Heizen mit Sonnenenergie

Kaum kühlen sich die Temperaturen ein wenig ab, schon wird in den Medien und in der Öffentlichkeit wieder angeregt über das Thema Heizkosten diskutiert. Durch die Nutzung alternativer Heizsysteme können pro Jahr tatsächlich bis zu mehrere hundert Euro eingespart werden. Immer häufiger werden aus diesem Grund in der heutigen Zeit Wärmepumpen, Holzheizungen und Co. in neu gebauten Häusern installiert. Eine weitere Alternative zur gewöhnlichen Gasheizung stellt die Solarheizung dar.

Sonnenenergie nutzen

Solarheizungen sind in der Lage, mit Hilfe von Sonnenenergie Wohnhäuser und Geschäftsräume mit Wärme zu versorgen. Dazu werden die Sonnenstrahlen mit Hilfe von Sonnenkollektoren eingesammelt und direkt in Wärme umgewandelt.

Derartige Solarheizungen werden auch als thermische Solaranlage bezeichnet. Die Wärme, die diese Anlagen aus dem Sonnenlicht produzieren, wird innerhalb des Gebäudes genutzt, während sie im Gegensatz dazu bei so genannten Photovoltaikanlagen in Strom umgewandelt wird. Anders als Photovoltaikanlagen nutzen thermische Solaranlagen die gewonnene Wärme meist unmittelbar in der Haustechnik. Sie dient hier zur Erwärmung des Trinkwassers und zur Beheizung der Wohnräume.

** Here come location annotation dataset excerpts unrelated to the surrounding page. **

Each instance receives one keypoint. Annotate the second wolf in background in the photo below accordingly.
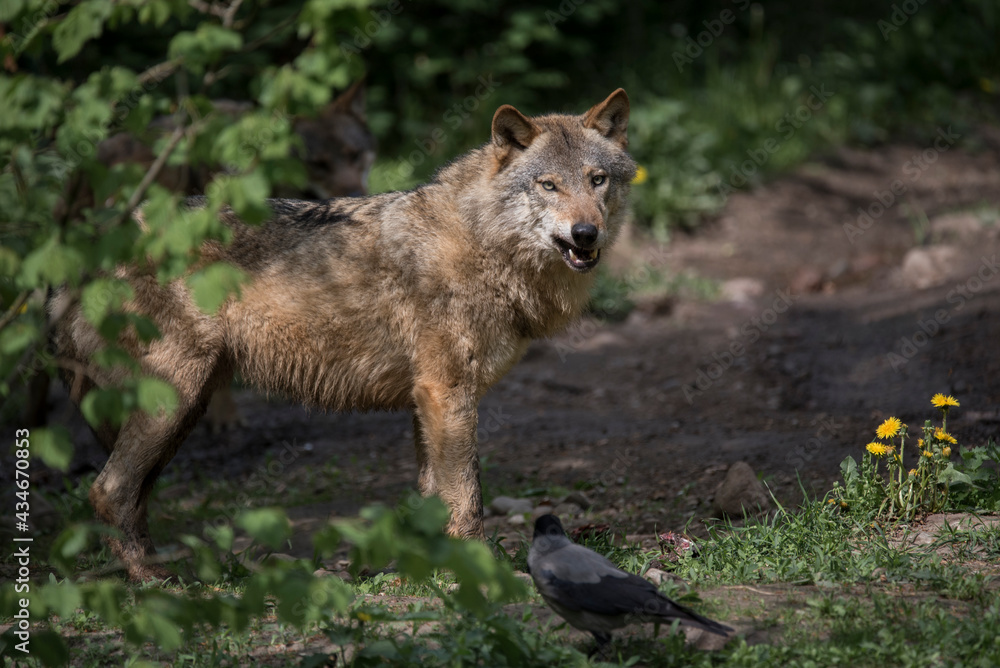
(338, 152)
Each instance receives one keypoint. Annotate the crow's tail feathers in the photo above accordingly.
(692, 618)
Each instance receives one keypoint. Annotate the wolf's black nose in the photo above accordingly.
(584, 234)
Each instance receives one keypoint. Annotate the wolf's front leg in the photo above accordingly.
(445, 422)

Kombination mit herkömmlicher Heizung

Die Solarheizung arbeitet im Sommer aufgrund der starken Sonneneinstrahlung am besten. Im Winter ist die Energieausbeute einer direkten Solarheizung zu gering, um ein Wohnhaus in der kalten Jahreszeit komplett zu beheizen. Da im Winter der Bedarf jedoch am größten ist, wird eine möglichst große Kollektorenfläche und ein hohes Speichervolumen notwendig, um die Trinkwassererwärmung und die herkömmliche Heizung durch eine Solarheizung zu ersetzen. Wer die Anschaffung einer Solarheizung plant, sollte sich deshalb im Vorfeld unter anderem über die Investitionskosten informieren. Zum Beispiel kann man sich im Heizungsforum mit Experten und anderen Verbrauchern austauschen.

Zudem sollte die technische Ausrichtung der Anlage sorgfältig geplant werden. Im Sommer entsteht meist ein Überschuss an produzierter Wärme, die in der warmen Jahreszeit nicht genutzt wird. Die überschüssige Energie sollte deswegen für den Winter gespeichert werden. Solaranlagen funktionieren zudem am besten in gut isolierten Häusern.

Vorteile der Solarheizung

Wer über die Installation einer Solaranlage nachdenkt, sollte sich die Vorteile dieser Technik vor Augen halten. So kann eine Solaranlage erheblich zur Senkung der Heizkosten beitragen, auch wenn durch ihre Anschaffung und Installation zunächst ebenfalls Kosten entstehen. Jedoch fallen während der Nutzung später lediglich finanzielle Aufwendungen für die Wartung der Anlage an. Gegenüber herkömmlichen Heizungen sind Solaranlagen weitaus verträglicher für die Umwelt und leisten zudem einen wichtigen Beitrag zur Verringerung der CO2-Emission. Wer sein Haus mit einer Solaranlage beheizt, macht sich damit unabhängig von den steigenden Rohstoffpreisen.

Staatliche Förderung

Mitunter kann die Anschaffung einer Solarheizung staatlich gefördert werden. Es gibt verschiedene Förderprogramme, über die man sich vor dem Kauf informieren sollte.